We have read in the news media that a few people propose (despite the predications of physics) that black holes do not decay but are stable. Even if this speculation were true, a still more powerful piece of data rules out any concern. Such microscopic black holes would be produced by cosmic rays hitting neutron stars and be absorbed, and would turn the neutron stars into black holes. If this were true, we would not see any neutron stars, but of course we do.
In conclusion, no matter what assumptions one makes, microscopic black holes pose no concern to anyone. Also keep in mind that it is extremely speculative to imagine microscopic black holes being created, since it requires the existence of extra dimensions of space, and several other highly unlikely assumptions.
We hope this reassures you about the complete safety of the Large Hadron Collider. We also hope you will share with us the incredible excitement of great discoveries that the LHC may make over the next few years.

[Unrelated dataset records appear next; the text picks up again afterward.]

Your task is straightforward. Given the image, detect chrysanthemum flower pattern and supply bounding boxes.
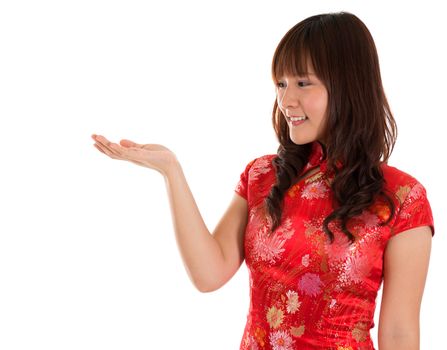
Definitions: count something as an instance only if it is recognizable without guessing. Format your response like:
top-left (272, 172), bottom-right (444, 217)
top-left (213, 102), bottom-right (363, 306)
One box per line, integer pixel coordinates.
top-left (235, 142), bottom-right (433, 350)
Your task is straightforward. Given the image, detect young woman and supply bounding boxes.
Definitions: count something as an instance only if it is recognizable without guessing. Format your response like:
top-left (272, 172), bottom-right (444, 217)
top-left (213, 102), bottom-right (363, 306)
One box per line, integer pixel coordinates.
top-left (93, 12), bottom-right (434, 350)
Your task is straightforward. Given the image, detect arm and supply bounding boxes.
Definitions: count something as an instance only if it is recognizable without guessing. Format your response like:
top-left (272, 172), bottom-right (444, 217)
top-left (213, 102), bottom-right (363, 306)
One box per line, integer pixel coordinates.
top-left (165, 163), bottom-right (247, 292)
top-left (378, 226), bottom-right (432, 350)
top-left (92, 135), bottom-right (247, 292)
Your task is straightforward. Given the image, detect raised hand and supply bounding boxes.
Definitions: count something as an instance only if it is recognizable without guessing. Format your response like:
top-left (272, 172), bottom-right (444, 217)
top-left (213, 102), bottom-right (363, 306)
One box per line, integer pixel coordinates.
top-left (92, 134), bottom-right (177, 176)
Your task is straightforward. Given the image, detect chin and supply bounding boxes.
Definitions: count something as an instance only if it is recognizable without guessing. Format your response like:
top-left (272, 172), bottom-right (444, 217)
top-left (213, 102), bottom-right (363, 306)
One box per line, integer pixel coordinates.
top-left (290, 136), bottom-right (317, 145)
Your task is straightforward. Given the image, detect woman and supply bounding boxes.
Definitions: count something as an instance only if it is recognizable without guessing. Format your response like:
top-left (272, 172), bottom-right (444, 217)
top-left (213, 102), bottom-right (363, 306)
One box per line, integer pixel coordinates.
top-left (93, 12), bottom-right (434, 350)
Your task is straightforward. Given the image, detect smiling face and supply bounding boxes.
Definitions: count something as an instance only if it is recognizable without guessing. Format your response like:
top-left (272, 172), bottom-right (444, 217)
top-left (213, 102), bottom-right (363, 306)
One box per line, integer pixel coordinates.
top-left (276, 65), bottom-right (328, 145)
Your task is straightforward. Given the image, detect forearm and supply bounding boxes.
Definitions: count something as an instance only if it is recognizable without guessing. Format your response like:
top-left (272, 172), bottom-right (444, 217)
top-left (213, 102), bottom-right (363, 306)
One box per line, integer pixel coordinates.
top-left (379, 331), bottom-right (419, 350)
top-left (165, 163), bottom-right (224, 292)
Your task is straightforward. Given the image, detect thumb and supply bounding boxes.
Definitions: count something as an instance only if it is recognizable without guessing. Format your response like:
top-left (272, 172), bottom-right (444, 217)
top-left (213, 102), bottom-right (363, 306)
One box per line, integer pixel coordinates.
top-left (120, 139), bottom-right (141, 147)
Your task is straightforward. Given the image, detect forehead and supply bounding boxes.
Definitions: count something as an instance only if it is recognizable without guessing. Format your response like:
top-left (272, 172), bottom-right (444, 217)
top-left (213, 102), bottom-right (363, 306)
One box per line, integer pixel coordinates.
top-left (273, 53), bottom-right (316, 80)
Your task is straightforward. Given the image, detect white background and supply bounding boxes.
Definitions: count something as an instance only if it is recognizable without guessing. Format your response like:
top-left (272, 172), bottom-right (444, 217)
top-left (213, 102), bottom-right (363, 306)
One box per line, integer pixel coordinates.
top-left (0, 0), bottom-right (447, 350)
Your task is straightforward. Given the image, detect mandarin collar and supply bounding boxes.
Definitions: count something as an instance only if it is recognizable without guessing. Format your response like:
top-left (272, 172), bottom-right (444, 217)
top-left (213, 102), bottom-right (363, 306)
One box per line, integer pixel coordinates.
top-left (307, 141), bottom-right (327, 168)
top-left (302, 141), bottom-right (341, 175)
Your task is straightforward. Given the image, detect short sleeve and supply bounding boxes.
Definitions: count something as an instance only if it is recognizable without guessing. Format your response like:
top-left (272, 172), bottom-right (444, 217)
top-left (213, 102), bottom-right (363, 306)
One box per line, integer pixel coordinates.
top-left (391, 182), bottom-right (435, 236)
top-left (234, 158), bottom-right (257, 200)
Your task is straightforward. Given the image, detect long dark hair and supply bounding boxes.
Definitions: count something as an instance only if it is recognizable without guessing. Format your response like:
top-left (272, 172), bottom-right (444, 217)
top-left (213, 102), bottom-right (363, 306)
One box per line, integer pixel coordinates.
top-left (264, 12), bottom-right (397, 242)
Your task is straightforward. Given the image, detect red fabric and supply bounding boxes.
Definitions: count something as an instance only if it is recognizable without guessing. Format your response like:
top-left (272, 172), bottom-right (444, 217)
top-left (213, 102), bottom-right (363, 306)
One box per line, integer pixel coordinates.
top-left (235, 142), bottom-right (434, 350)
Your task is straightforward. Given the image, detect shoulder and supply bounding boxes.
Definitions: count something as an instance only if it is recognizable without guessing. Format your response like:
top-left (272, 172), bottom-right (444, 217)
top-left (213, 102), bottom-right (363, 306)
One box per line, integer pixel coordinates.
top-left (246, 154), bottom-right (276, 175)
top-left (381, 163), bottom-right (423, 198)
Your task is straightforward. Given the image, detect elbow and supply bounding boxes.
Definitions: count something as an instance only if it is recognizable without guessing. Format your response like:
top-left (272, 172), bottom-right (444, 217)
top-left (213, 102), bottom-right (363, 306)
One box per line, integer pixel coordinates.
top-left (379, 329), bottom-right (420, 350)
top-left (193, 281), bottom-right (222, 293)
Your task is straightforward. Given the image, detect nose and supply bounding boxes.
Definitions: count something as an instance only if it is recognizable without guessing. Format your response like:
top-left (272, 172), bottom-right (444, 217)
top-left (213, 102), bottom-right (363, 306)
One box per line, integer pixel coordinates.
top-left (278, 86), bottom-right (300, 110)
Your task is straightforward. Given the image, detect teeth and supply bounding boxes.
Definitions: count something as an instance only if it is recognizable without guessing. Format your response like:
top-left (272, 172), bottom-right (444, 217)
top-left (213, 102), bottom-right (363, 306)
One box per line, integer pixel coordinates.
top-left (289, 117), bottom-right (307, 122)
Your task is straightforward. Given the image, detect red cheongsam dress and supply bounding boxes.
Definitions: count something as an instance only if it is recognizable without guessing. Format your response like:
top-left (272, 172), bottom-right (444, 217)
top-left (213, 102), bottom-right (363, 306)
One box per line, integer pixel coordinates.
top-left (235, 141), bottom-right (434, 350)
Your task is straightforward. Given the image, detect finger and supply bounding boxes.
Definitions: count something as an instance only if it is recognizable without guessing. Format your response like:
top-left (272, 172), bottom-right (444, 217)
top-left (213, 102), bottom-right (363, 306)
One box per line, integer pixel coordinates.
top-left (96, 135), bottom-right (119, 156)
top-left (120, 139), bottom-right (143, 148)
top-left (95, 143), bottom-right (120, 159)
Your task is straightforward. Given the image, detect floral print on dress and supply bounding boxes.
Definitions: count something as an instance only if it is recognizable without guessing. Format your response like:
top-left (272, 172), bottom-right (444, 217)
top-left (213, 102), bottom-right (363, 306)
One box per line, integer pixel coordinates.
top-left (286, 290), bottom-right (301, 314)
top-left (301, 181), bottom-right (328, 199)
top-left (270, 331), bottom-right (294, 350)
top-left (253, 219), bottom-right (294, 264)
top-left (298, 272), bottom-right (323, 297)
top-left (235, 142), bottom-right (434, 350)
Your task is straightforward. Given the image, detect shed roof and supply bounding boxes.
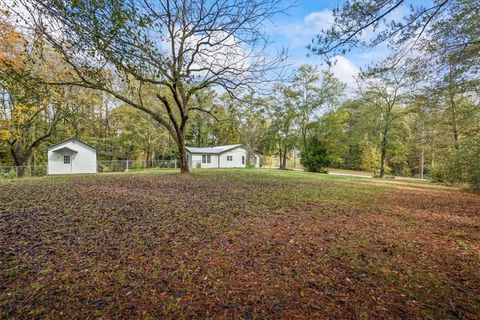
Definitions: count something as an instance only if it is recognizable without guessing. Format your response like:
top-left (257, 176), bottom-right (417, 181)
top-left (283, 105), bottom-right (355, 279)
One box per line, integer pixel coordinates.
top-left (52, 147), bottom-right (78, 153)
top-left (46, 137), bottom-right (97, 150)
top-left (185, 144), bottom-right (243, 154)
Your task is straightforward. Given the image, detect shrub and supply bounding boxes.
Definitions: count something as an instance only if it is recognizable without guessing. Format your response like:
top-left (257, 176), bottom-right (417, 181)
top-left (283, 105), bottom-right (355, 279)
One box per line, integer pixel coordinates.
top-left (300, 137), bottom-right (329, 172)
top-left (432, 138), bottom-right (480, 193)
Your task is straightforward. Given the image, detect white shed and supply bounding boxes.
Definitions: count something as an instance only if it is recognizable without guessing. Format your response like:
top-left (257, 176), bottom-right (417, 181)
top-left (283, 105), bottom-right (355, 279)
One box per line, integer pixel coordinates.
top-left (186, 144), bottom-right (260, 168)
top-left (47, 138), bottom-right (97, 174)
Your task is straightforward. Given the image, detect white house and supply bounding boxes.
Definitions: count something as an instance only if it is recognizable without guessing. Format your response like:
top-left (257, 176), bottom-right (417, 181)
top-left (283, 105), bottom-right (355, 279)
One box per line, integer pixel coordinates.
top-left (47, 138), bottom-right (97, 174)
top-left (186, 144), bottom-right (260, 168)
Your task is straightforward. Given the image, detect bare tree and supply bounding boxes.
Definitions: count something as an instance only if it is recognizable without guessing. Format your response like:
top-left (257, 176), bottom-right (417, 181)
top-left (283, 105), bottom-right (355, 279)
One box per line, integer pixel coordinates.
top-left (358, 68), bottom-right (408, 178)
top-left (10, 0), bottom-right (283, 173)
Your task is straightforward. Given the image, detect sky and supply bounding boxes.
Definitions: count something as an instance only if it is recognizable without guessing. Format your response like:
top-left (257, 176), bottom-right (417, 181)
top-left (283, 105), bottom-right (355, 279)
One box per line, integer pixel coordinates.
top-left (266, 0), bottom-right (396, 86)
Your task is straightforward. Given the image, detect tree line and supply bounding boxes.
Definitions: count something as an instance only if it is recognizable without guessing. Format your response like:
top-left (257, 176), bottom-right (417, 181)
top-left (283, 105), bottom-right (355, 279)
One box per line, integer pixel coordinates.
top-left (0, 0), bottom-right (480, 190)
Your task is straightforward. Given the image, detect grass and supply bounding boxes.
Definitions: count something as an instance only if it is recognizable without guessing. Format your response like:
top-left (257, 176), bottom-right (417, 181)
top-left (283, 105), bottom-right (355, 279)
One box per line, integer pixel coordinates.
top-left (0, 170), bottom-right (480, 319)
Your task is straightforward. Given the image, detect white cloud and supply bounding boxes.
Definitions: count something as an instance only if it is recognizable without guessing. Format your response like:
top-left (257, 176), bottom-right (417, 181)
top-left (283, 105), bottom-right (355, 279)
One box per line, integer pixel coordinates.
top-left (278, 10), bottom-right (334, 48)
top-left (330, 56), bottom-right (360, 90)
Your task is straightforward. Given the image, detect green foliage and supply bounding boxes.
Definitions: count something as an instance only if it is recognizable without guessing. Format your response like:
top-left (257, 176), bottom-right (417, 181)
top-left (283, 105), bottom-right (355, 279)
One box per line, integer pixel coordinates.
top-left (432, 137), bottom-right (480, 193)
top-left (300, 136), bottom-right (329, 172)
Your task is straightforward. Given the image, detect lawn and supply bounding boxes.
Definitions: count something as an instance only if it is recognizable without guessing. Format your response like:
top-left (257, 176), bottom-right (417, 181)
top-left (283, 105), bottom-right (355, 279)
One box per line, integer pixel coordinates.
top-left (0, 169), bottom-right (480, 319)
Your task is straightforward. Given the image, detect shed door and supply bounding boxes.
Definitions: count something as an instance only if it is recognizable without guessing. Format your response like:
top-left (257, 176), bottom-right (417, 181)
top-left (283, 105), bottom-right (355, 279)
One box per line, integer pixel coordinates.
top-left (62, 154), bottom-right (73, 173)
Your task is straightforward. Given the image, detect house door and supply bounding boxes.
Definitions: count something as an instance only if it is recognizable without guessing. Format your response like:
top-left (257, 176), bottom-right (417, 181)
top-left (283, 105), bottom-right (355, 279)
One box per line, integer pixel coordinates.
top-left (63, 154), bottom-right (72, 173)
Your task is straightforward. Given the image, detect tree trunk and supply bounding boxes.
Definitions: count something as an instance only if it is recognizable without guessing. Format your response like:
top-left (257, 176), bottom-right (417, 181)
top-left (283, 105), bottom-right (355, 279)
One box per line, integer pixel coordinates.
top-left (177, 132), bottom-right (190, 173)
top-left (380, 129), bottom-right (388, 178)
top-left (380, 147), bottom-right (387, 178)
top-left (280, 148), bottom-right (287, 169)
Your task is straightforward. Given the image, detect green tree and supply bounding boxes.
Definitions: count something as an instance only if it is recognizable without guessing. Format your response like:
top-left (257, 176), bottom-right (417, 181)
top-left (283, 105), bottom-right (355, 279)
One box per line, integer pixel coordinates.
top-left (300, 135), bottom-right (330, 172)
top-left (11, 0), bottom-right (283, 173)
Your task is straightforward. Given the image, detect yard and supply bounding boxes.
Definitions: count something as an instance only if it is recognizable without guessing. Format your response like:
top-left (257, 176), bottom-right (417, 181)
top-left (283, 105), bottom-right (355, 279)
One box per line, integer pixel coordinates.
top-left (0, 169), bottom-right (480, 319)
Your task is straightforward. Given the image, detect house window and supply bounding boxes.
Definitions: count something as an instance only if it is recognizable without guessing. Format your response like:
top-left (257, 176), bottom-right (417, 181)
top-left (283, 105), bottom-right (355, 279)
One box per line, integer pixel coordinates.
top-left (202, 154), bottom-right (212, 163)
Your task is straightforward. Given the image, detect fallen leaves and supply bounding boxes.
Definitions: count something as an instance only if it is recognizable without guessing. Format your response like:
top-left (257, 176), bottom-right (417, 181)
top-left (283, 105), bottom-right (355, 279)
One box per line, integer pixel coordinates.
top-left (0, 170), bottom-right (480, 319)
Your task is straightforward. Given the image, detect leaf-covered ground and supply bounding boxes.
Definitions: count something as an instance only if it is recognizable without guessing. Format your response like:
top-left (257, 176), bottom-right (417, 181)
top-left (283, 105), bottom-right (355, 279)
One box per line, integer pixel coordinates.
top-left (0, 170), bottom-right (480, 319)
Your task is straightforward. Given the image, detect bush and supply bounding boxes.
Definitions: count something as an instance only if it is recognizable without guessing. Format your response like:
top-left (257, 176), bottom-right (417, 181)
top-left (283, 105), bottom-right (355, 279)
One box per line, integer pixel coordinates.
top-left (432, 138), bottom-right (480, 193)
top-left (300, 137), bottom-right (329, 172)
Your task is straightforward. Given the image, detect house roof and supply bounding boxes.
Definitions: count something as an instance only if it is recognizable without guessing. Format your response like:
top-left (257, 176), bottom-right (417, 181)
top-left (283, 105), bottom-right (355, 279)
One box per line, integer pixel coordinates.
top-left (52, 147), bottom-right (78, 153)
top-left (45, 137), bottom-right (97, 150)
top-left (185, 144), bottom-right (243, 154)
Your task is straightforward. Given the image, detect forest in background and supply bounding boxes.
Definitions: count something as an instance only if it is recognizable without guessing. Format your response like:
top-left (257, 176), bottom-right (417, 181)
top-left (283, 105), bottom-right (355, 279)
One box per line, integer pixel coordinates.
top-left (0, 0), bottom-right (480, 190)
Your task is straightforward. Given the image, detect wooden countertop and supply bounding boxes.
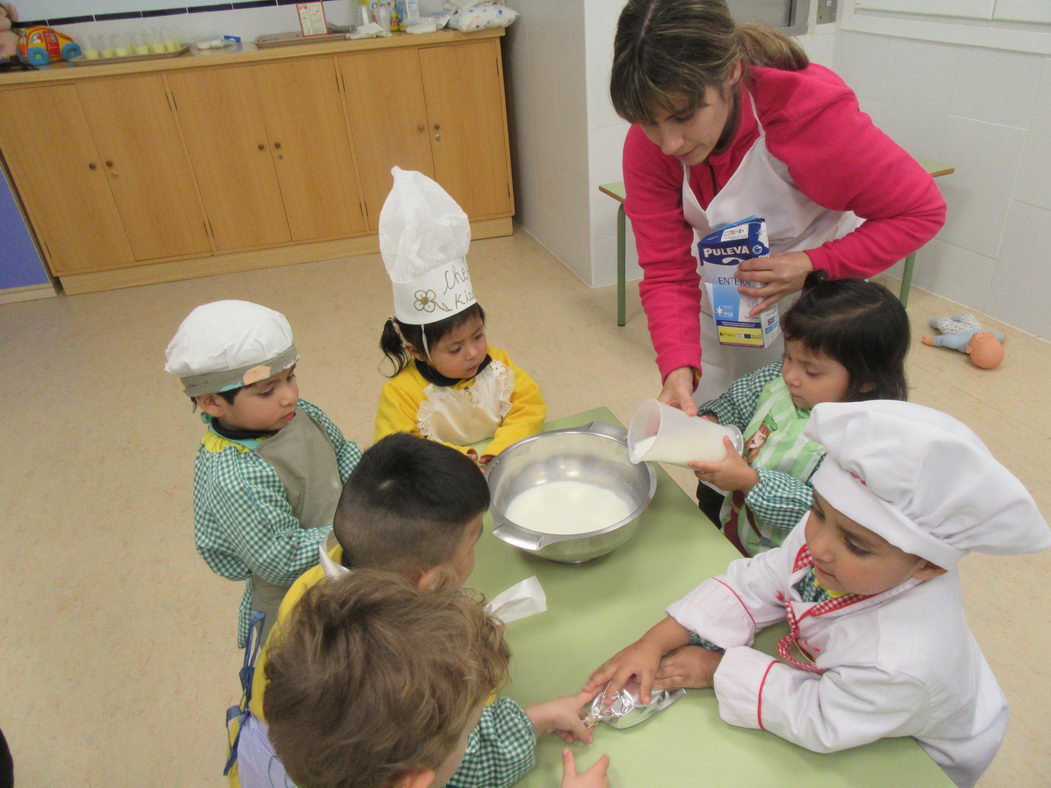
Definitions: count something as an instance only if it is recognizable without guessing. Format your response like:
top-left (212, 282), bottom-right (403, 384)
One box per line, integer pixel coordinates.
top-left (0, 27), bottom-right (503, 87)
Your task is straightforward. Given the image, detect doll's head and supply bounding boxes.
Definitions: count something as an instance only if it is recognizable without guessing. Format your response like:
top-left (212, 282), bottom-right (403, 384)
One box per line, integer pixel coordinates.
top-left (0, 3), bottom-right (18, 60)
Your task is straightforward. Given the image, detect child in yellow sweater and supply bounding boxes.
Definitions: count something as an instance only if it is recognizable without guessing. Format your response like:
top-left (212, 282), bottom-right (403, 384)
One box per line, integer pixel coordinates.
top-left (375, 167), bottom-right (547, 464)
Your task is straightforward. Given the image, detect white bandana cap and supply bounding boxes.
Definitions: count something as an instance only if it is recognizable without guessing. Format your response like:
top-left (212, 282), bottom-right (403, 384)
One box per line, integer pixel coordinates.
top-left (379, 167), bottom-right (475, 326)
top-left (164, 300), bottom-right (300, 397)
top-left (804, 400), bottom-right (1051, 569)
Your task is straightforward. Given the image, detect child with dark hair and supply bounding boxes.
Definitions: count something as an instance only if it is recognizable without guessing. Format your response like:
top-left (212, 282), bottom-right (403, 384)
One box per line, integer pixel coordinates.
top-left (375, 167), bottom-right (547, 464)
top-left (165, 300), bottom-right (362, 647)
top-left (236, 433), bottom-right (604, 788)
top-left (586, 403), bottom-right (1051, 786)
top-left (691, 271), bottom-right (909, 556)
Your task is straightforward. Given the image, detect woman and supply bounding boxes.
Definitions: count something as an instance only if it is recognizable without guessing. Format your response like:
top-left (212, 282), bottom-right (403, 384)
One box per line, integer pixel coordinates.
top-left (610, 0), bottom-right (945, 415)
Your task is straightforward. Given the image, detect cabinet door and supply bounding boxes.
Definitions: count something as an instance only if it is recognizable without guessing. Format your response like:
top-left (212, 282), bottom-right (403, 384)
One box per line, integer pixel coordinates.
top-left (167, 66), bottom-right (291, 251)
top-left (77, 76), bottom-right (211, 261)
top-left (252, 58), bottom-right (365, 241)
top-left (338, 47), bottom-right (434, 230)
top-left (419, 39), bottom-right (513, 220)
top-left (0, 85), bottom-right (133, 274)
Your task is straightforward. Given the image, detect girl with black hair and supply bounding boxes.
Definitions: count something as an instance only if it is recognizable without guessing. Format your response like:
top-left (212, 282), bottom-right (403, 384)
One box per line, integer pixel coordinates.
top-left (691, 271), bottom-right (909, 556)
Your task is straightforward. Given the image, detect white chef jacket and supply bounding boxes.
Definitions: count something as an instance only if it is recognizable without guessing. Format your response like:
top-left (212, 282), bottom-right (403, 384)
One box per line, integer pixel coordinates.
top-left (667, 518), bottom-right (1008, 786)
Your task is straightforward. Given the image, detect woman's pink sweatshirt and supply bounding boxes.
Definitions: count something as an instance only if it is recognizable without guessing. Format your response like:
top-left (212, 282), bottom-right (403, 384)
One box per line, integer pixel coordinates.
top-left (623, 64), bottom-right (945, 379)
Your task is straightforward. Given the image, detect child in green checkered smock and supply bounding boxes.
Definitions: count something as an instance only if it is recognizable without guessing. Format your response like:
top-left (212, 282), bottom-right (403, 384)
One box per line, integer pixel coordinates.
top-left (691, 271), bottom-right (909, 556)
top-left (230, 432), bottom-right (604, 788)
top-left (165, 300), bottom-right (362, 647)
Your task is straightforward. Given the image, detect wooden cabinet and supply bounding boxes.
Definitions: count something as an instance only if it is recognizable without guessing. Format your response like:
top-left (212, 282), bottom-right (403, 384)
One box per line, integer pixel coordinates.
top-left (0, 76), bottom-right (211, 274)
top-left (339, 49), bottom-right (434, 230)
top-left (168, 58), bottom-right (365, 250)
top-left (419, 40), bottom-right (512, 219)
top-left (0, 30), bottom-right (514, 293)
top-left (339, 39), bottom-right (513, 230)
top-left (77, 75), bottom-right (211, 261)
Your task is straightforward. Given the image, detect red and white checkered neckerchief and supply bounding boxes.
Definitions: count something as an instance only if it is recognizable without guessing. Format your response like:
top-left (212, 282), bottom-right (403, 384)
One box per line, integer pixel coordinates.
top-left (778, 544), bottom-right (869, 673)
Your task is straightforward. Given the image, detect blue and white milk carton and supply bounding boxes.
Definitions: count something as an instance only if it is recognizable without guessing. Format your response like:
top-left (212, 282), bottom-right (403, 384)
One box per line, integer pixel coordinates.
top-left (697, 216), bottom-right (781, 348)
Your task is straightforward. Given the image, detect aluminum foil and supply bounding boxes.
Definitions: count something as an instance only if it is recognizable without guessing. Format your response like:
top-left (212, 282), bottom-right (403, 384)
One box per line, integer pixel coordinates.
top-left (583, 682), bottom-right (686, 728)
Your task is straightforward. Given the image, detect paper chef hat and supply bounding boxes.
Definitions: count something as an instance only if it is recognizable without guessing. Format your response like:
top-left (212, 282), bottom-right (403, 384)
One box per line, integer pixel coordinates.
top-left (805, 400), bottom-right (1051, 569)
top-left (164, 300), bottom-right (300, 397)
top-left (379, 167), bottom-right (475, 326)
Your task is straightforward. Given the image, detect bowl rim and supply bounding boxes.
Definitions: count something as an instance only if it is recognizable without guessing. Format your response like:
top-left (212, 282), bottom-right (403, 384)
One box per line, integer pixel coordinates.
top-left (486, 421), bottom-right (657, 546)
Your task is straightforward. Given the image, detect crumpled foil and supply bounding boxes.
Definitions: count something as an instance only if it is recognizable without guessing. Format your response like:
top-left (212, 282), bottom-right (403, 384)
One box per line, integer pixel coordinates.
top-left (583, 682), bottom-right (686, 728)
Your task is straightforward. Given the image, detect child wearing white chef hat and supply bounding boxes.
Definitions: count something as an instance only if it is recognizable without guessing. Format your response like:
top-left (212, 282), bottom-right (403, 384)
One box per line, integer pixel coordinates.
top-left (375, 167), bottom-right (547, 464)
top-left (589, 400), bottom-right (1051, 786)
top-left (165, 300), bottom-right (362, 647)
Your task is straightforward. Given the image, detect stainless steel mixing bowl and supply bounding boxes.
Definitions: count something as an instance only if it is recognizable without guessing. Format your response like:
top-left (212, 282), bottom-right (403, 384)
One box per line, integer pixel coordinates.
top-left (487, 421), bottom-right (657, 563)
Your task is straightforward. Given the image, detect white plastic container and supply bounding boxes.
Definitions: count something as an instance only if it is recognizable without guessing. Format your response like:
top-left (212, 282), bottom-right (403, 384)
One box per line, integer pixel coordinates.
top-left (627, 399), bottom-right (744, 465)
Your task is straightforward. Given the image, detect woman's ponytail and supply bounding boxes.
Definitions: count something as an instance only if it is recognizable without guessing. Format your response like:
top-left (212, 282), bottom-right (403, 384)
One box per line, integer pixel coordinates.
top-left (734, 22), bottom-right (810, 71)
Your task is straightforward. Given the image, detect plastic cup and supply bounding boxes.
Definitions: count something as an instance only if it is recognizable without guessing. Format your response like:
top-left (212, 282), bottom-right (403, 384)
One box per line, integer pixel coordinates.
top-left (627, 399), bottom-right (744, 465)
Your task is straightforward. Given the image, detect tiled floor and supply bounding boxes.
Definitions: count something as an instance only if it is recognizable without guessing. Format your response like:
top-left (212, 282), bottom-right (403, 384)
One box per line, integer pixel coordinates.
top-left (0, 231), bottom-right (1051, 788)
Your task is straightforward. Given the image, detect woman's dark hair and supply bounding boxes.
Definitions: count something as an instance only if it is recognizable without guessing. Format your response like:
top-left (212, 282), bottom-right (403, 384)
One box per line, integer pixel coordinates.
top-left (781, 271), bottom-right (910, 402)
top-left (610, 0), bottom-right (809, 123)
top-left (379, 304), bottom-right (486, 377)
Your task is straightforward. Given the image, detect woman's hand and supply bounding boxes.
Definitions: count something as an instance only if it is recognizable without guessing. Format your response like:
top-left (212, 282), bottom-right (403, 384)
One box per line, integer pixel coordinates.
top-left (654, 646), bottom-right (722, 689)
top-left (523, 691), bottom-right (595, 748)
top-left (562, 747), bottom-right (610, 788)
top-left (737, 252), bottom-right (813, 317)
top-left (688, 436), bottom-right (759, 493)
top-left (657, 367), bottom-right (697, 416)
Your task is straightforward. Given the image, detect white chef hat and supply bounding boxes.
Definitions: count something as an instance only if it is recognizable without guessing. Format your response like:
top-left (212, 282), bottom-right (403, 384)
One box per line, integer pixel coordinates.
top-left (164, 300), bottom-right (300, 397)
top-left (379, 167), bottom-right (476, 326)
top-left (805, 400), bottom-right (1051, 569)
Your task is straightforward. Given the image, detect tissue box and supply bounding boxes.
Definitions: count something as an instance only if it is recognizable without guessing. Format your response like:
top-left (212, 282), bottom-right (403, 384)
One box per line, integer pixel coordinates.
top-left (697, 216), bottom-right (781, 348)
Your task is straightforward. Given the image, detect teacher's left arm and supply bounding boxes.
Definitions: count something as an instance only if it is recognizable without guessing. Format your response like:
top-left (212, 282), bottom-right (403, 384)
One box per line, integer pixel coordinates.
top-left (742, 71), bottom-right (945, 308)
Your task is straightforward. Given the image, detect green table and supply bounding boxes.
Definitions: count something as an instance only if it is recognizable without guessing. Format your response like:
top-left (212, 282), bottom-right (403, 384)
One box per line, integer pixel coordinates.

We do not know the exact start of the experiment, since there are many technical complications that make it very hard to determine.
CERN has devoted a web page to easing fears about black holes and strangelets.
For a more technical rundown, a fairly readable paper in the European Journal of Physics explains why LHC mini-black holes would be harmless (if produced at all).
However, not everyone is worried about black holes. Bob Park of the University of Maryland finds the lawsuit filed in Hawaii to be a bit...quixotic.
Dear editor of ATLAS e-news,
I've a quick question - is there much discussion at CERN about the possibility of creating micro black holes when LHC turns on? I heard about it from another faculty member (apparently someone in Hawaii wants to file a lawsuit to delay the project), and then I heard it again on "The Daily Show" last night. And now, a student wants to study the issue for his semester research topic.
Have you, or Muriel been hearing about it?
I'm glad you ask the expert. I sure hope you haven't yet lost any sleep over this. Now talk about fussing about nothing: first of all, a hole, black to boot, and microscopic on top of that! If tiny, weeny little holes are going to get a big grown-up man like you all scared, holy banana, what would a big white bump do to you? And they tell me you used to play with dynamite in your youth?
At home, Fuzz and the gang have been asking me about it too, saying: "And what if one of them micro black holes was to hit us, right now?" My answer to them is: "No luck, kids. Finish your plate." If anything, humanity should be relieved. If only we could produce them and keep them is a micro black hole shaker. We'd have a means to get rid of villains or polluting cars in a flick. But no... They have to evaporate as soon as they are created. Bummer.
As my mother used to say: "If you ain't worth a law suit, you're ain't worth much!" Relax, spring is here, flowers are blooming, sun is shining, and out there in the vast universe, if a few of them microscopic black holes are being created as we speak, it means that they do exist but will create no harm. And the world will keep spinning and the LHC will go on as planned to bigger and better things: big, colourful and wonderful.